Salmos, oración y lecturas nos ayudan en este día, ocupado por el descendimiento de Cristo a los infiernos.
Señor, llegue hasta ti nuestra plegaria, para que nos purifiques de nuestras culpas.
En el día de tu manifestación no tengas que reprocharnos por nuestros pecados, sino que te manifiestes benévolo en el juicio a quienes has perdonado durante su vida.
Acepta nuestra oración en este tiempo de peligro, y haz que, por tu poder, se cumpla tu victoria sobre el pecado, el dolor y la muerte.
Por tu misericordia, Dios nuestro, que vives y todo lo gobiernas, por los siglos de los siglos.

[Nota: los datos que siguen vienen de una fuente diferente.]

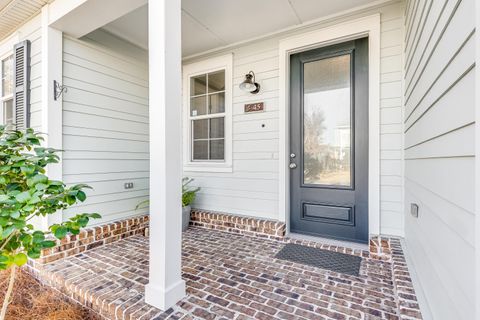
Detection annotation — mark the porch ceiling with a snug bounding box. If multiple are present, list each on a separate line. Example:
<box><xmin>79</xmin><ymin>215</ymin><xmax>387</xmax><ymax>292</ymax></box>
<box><xmin>0</xmin><ymin>0</ymin><xmax>52</xmax><ymax>40</ymax></box>
<box><xmin>104</xmin><ymin>0</ymin><xmax>379</xmax><ymax>57</ymax></box>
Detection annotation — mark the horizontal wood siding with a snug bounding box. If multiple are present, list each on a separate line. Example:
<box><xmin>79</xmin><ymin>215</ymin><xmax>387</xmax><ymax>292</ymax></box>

Amén
Entonces tú serás la última palabra, la única que permanece que jamás se olvida.
Entonces, cuando todo calle en la muerte y haya aprendido y sufrido todo, entonces comenzará el gran silencio, dentro del cual solo tú resuenas, tú, palabra por los siglos de siglos.
Entonces todas las palabras humanas se habrán embotado; y el ser y la sabiduría, el conocimiento y la experiencia serán una misma cosa: «Conoceré como soy conocido», entenderé lo que siempre me has dicho: a ti mismo.
Ninguna palabra humana, ninguna imagen ni concepto volverán a interponerse entre tú y yo.
Tú mismo serás la palabra del júbilo, del amor y de la vida que llena todos espacios de mi alma.
(Karl RAHNER, Palabras en silencio. Oraciones cristianas. 1981)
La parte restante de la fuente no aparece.